Project Zomboid is a sandbox zombie game in the same vein as State of Decay and its ilk. The player will either play as a selected character in a story oriented campaign (which at this point ends in its own sandbox mode) as well as actually playing through a sandbox mode in which you can create a character to your liking. The most interesting thing about the sandbox mode, though, is the unique RPG element. This isn't one of those situations where you get to choose a perk and level it up, but the sort which punishes you for every perk you take. See, the way it works is that every perk you add to your character costs you a number of skill points. But skill points can only be added by debuffing said character as well. If you want to have a strong character, you have to give an equal amount of "deperks" worth of points in order to balance your remaining skill points to zero. This excludes the Occupation perks, which generally give you nothing but one or more bonuses that are exclusive to each career.
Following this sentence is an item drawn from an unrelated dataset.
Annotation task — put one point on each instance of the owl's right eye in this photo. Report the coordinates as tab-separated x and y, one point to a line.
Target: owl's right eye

These perks are all actually quite substantial, even if it doesn't seem that way upon reading them, ranging from the strength of your character, his knockback in melee attacks, his tendency to become famished, as well as his own mental health.
For every buff you equip, you may need to equip an even more crippling debuff.
In essence, it's less of a zombie mod for a combat oriented game and more of a zombie mod for Sims. Your character won't just be hungry and thirsty. They can be depressed. They can be bored. They can get angry. All of these aspects have to be regulated, because if they go ignored, your character will be severely weakened in a number of ways. Getting wet will cause you to move more slowly, and a higher boredom level will make you prone to sleep, which will make you easy bait for zombies. Getting hurt can make you irritable, which makes communicating with NPCs harder, causing you to make enemies easier than making friends. Eating bad meat can make you sick making it hard for you to carry a large sum of scarce and necessary items and forcing you to stay in one place until it blows over. Sickness can pass, or it can be an infection which causes you to join the horde of the undead. The list goes on.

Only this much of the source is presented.